Articles | Volume 16, issue 12
Research article
01 Dec 2016
Research article |  | 01 Dec 2016

Contribution of storms to shoreline changes in mesotidal dissipative beaches: case study in the Gulf of Cádiz (SW Spain)

María Puig, Laura Del Río, Theocharis A. Plomaritis, and Javier Benavente

Abstract. In this study an analysis of storminess and rates of shoreline change is performed and discussed jointly in four geomorphological units of the Gulf of Cádiz (SW Spain) for the period of 1956–2010. For this purpose, storm events are identified based on the following characteristics: wave height above 2.5 m, a minimum duration of 12 h and events with calm periods of less than 24 h were considered as a single event. Subsequently, energy parameters are determined in order to characterize storm-induced impacts. Conversely, geographic information system (GIS) tools are used to measure shoreline changes in aerial photographs and orthophotographs of each site, selecting the high water line as shoreline proxy. Each geomorphological unit is divided into different behavioural patterns according to recorded coastal changes, so that each one shows a particular behaviour.

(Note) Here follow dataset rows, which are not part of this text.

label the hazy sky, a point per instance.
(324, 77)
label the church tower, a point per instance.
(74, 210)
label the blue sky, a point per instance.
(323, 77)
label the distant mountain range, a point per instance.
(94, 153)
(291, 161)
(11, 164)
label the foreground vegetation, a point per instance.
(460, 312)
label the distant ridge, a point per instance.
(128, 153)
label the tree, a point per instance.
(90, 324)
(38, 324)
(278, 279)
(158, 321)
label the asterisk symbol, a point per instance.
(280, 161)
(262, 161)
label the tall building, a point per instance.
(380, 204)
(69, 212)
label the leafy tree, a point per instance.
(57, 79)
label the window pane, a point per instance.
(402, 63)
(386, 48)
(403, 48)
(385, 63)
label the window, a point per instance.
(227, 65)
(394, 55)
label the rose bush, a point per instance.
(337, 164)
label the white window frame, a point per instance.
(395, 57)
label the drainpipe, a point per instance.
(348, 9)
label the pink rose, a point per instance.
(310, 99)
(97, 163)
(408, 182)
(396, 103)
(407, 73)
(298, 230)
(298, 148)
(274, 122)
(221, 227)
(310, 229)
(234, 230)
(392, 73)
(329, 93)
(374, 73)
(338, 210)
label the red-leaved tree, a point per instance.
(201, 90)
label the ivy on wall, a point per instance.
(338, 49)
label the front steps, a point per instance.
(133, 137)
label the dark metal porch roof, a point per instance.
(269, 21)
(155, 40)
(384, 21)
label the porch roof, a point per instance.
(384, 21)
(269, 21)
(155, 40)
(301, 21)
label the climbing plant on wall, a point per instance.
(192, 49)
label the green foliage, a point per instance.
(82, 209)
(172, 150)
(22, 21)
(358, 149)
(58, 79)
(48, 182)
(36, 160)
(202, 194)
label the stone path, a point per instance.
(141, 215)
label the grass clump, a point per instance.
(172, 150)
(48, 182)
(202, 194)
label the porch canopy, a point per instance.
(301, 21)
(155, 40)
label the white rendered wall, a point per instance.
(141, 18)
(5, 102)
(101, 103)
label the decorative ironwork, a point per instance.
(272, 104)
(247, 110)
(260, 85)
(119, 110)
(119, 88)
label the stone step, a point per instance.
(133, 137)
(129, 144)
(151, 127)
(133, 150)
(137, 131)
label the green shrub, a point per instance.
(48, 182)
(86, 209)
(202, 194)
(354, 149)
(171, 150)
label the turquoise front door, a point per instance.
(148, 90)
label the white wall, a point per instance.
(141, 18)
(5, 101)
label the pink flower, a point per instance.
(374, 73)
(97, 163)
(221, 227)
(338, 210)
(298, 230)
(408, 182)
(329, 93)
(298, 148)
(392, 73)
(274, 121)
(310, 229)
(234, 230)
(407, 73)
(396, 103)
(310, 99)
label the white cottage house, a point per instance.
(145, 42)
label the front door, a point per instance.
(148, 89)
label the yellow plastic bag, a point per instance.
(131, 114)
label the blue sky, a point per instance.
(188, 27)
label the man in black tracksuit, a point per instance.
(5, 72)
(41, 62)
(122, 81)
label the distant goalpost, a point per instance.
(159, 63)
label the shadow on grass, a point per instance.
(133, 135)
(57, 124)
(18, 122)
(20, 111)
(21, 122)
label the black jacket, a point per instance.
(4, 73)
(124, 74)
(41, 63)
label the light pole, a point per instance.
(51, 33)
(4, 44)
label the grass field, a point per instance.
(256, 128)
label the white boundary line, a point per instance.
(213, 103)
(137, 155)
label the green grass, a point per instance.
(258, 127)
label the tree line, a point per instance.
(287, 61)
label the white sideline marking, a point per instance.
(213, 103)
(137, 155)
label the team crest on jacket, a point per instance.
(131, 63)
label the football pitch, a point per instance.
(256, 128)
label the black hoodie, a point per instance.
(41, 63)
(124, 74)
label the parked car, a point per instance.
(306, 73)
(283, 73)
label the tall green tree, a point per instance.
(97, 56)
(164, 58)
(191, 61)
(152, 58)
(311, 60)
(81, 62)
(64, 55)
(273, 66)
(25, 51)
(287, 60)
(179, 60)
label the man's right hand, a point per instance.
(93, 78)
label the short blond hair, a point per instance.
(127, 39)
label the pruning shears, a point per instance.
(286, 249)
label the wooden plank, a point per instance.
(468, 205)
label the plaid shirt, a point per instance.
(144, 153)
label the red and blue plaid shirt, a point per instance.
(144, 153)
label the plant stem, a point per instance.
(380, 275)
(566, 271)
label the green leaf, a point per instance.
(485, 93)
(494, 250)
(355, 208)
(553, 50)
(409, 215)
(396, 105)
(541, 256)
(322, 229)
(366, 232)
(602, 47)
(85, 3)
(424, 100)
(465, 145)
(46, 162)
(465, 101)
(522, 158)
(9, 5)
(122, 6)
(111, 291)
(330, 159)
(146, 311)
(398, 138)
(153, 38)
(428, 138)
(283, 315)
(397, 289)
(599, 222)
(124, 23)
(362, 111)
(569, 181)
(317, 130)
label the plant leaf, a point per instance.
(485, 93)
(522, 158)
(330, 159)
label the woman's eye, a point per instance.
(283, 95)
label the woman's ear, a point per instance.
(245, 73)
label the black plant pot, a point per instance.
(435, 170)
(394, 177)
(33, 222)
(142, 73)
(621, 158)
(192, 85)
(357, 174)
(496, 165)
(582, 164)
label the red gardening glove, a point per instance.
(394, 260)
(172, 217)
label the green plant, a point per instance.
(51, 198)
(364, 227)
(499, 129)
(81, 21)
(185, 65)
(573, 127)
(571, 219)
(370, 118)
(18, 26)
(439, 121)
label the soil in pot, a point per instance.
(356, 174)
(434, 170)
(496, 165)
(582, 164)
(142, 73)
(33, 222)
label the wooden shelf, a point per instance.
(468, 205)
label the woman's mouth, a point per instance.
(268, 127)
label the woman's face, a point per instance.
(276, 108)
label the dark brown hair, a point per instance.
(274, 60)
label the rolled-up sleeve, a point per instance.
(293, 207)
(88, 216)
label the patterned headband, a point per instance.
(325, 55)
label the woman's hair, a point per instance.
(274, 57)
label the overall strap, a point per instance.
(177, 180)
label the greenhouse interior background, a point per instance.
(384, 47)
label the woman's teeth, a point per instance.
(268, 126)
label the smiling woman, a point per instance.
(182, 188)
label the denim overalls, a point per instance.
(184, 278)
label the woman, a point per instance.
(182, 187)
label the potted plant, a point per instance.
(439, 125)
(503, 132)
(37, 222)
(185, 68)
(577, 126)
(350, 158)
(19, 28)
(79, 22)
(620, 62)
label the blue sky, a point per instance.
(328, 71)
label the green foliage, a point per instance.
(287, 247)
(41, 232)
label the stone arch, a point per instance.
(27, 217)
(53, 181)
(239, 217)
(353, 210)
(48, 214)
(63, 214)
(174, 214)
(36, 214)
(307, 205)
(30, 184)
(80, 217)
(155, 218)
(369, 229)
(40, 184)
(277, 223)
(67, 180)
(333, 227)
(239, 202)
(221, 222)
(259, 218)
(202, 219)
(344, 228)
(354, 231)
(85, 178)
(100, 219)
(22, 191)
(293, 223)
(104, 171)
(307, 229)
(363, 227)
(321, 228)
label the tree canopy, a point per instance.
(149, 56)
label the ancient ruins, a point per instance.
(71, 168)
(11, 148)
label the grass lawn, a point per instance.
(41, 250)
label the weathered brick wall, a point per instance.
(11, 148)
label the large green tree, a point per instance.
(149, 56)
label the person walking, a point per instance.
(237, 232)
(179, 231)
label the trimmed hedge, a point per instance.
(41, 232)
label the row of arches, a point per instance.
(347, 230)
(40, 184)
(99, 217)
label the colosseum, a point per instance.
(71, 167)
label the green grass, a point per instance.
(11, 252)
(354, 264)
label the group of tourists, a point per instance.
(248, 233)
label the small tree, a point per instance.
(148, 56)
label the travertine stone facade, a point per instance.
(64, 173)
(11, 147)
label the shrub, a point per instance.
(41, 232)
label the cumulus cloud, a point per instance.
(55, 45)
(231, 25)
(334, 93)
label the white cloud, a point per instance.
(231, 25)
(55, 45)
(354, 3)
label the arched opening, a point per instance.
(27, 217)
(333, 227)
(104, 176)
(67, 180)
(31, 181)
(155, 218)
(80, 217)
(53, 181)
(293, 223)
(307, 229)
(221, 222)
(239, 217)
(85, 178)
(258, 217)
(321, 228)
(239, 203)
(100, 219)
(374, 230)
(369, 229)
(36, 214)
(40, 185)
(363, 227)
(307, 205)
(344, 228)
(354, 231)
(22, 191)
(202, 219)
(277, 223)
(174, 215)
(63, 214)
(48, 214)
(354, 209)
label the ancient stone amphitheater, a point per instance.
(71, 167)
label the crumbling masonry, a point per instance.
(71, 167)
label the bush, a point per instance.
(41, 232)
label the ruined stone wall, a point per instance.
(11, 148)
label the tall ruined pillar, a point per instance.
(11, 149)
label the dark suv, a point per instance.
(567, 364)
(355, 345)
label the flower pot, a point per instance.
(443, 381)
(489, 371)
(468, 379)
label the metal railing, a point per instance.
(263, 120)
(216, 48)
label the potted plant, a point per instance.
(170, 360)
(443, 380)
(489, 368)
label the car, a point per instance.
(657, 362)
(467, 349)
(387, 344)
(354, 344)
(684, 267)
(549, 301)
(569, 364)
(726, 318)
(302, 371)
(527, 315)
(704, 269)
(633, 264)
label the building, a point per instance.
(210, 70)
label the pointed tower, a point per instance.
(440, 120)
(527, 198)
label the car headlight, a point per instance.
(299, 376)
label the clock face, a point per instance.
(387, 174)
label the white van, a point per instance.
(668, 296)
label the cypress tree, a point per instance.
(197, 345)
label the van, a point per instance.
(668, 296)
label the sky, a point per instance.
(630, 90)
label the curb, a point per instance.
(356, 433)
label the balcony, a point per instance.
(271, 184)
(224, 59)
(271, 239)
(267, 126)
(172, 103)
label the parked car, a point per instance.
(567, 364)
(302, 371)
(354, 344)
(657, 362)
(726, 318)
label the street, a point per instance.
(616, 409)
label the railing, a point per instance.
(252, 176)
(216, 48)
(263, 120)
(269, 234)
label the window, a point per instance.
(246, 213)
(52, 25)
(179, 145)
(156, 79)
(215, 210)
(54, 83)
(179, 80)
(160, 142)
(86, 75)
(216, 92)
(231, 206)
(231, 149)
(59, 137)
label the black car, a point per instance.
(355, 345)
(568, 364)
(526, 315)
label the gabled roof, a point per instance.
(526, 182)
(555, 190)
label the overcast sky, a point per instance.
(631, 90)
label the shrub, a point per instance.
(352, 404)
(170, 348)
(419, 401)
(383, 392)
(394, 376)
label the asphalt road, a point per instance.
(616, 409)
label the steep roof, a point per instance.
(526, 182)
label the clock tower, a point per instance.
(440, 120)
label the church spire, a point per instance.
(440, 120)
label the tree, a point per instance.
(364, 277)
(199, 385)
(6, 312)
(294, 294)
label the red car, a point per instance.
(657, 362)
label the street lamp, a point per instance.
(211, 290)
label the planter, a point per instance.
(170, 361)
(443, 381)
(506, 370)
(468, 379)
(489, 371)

In general the variability of shoreline changes that is explained by storms and the relation between storm parameters and coastal changes present better results in exposed areas (Cádiz and Vistahermosa) than in sheltered areas (Valdelagrana spit barrier) because the former are more sensitive to storm impacts. On the contrary, in areas where there is no relation between coastal changes and storm parameters (Valdelagrana and Sancti Petri sand spit), it is suggested that anthropogenic factors are the main forcing agents determining shoreline behaviour. However, in these areas the storminess also modulates coastline recession by increasing erosion when the number of storms is high.

Short summary
This work evaluates shoreline response to storm impacts at four beaches in SW Spain by comparing medium- and short-term rates of shoreline change and storm parameters. Results show that shoreline behaviour is mainly determined by both anthropogenic and geological factors. Moreover, a correlation is found between storm parameters and shoreline changes in exposed areas with a low degree of human intervention. This work provides a useful contribution to the prediction of coastal variations.